We were using the location as the exterior for an audition space. Marcus, played by Zaire De Lyons, has just left an audition having been told, “Thanks a lot; we’ll be in touch”, which he has come to realize is code for, “No way you got this part”. Outside the audition space is Lionel Wright, played by Steven Benneford, an older gentleman whom Marcus has seen at a few other auditions, which we established with Lionel’s shoes, a very snappy pair of tan and white two tones that are owned by Steven, who is a very classy fellow. His character was shot from a down angle where we couldn’t see his face, only the shoes. I thought it lent a nice air of mystery, and I loved the shoes.
Steven came to me through Zaire; they had acted in a couple of plays together. When I initially sent him the script, he said that he felt he might be too old to play the character and he is quite a bit older than the character I had originally envisioned; I had seen Lionel as a Samuel L. Jackson type in his mid-forties, while Steve is in his late sixties. But Steve has this voice, a low, authoritative tone, that embodies wisdom. On a personal level, I wanted to listen to what Steve had to say on any given subject.

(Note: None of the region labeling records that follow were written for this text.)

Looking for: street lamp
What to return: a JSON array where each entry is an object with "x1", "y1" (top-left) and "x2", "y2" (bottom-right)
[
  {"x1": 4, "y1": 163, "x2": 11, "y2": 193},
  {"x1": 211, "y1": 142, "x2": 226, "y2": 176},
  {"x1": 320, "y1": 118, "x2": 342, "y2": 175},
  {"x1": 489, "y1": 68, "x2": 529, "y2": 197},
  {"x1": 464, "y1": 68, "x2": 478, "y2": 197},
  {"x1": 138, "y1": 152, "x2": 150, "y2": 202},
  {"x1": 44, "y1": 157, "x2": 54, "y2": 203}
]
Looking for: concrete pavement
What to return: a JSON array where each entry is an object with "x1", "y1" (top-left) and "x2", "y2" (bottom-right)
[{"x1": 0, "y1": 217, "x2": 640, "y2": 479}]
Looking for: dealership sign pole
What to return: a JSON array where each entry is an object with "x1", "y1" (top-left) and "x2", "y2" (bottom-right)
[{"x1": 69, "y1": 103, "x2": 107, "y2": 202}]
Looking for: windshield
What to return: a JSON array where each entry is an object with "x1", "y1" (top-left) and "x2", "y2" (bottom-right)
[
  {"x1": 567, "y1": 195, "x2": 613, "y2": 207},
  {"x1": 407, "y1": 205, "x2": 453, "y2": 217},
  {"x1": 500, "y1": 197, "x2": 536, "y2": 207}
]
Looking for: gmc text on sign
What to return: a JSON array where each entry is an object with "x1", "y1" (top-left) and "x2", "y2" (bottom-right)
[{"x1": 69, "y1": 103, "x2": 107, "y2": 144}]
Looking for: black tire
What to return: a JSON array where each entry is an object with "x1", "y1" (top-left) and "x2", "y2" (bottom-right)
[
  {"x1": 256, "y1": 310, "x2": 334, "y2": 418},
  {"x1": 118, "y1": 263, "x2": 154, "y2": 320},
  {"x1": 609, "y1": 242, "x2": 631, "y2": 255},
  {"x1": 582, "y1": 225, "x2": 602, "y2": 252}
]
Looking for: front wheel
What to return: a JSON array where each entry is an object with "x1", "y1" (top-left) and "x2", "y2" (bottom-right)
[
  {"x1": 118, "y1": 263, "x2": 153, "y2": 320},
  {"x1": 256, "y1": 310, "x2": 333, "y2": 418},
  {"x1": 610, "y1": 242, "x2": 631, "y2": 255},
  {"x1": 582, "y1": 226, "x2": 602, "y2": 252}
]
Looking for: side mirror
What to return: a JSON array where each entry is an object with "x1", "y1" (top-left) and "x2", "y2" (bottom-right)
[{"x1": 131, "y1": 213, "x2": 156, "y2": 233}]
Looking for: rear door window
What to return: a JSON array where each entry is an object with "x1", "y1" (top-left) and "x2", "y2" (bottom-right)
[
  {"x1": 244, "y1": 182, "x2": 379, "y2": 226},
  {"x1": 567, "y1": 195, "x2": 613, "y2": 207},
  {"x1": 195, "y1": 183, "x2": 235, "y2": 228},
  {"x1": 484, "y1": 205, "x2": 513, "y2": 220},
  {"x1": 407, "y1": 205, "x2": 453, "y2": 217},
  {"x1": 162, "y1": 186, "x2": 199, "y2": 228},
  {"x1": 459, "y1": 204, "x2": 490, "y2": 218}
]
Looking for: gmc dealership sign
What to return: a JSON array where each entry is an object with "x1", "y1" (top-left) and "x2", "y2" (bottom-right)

Marcus is pretty raw at this point. He has been disrespected by the man in the bunny suit and now has been rejected for this low-budget, short film for which he was not even going to be paid. Lionel can see that he is frustrated and wants to offer him some words of comfort, maybe give him some advice. Marcus is young and trying to get his bearings. Lionel has been on many, many audition, “A thousand and twelve” he says in response to Marcus telling him that this is his twelfth audition. Lionel has to chuckle at that. People in Marcus’s position want everything to happen now. It is the condition of instant gratification. People think that they will be “discovered” and be made a star overnight. That does happen on a rare occasion, but it is not a solid life plan. People do win the lottery, but that is not a sound financial plan. It takes time and effort and if it doesn’t then it really isn’t worth it. Lionel realizes that he needs to offer Marcus something more than the usual, “Keep at it” platitudes. Because in reality, many people keep at it and never make it; they never become professional actors. So Marcus has to understand why he wants to be an actor; does he want to be rich and famous? Or does he love acting?
Lionel tells Marcus that he heard him doing the soliloquy from Hamlet in his audition and Marcus tells him that he really doesn’t understand it, which is why he didn’t do a good job with it. There is a big difference between reciting lines and acting the character. Lionel explains to Marcus that the monologue is about suicide; Hamlet is asking himself if he will keep going through all the shit he is going through, the “slings and arrows”, if he will continue to be, or kill himself, and not be.
Lionel realizes that Marcus needs a dose of reality, but he also needs some love, some encouragement. He tells him, “It’s rough. Actors lined up around the block for these parts that don’t even pay.” The idea that he would be rejected from a job that does not pay any money is a hard pill for Marcus, or any actor, to swallow. “You mean you’re not going to have me in your piece of shit film that isn’t even paying? Go fuck yourself.” But that is the reality of the situation.
Reality always rearing its ugly head. Ironic in an industry that is built on make believe.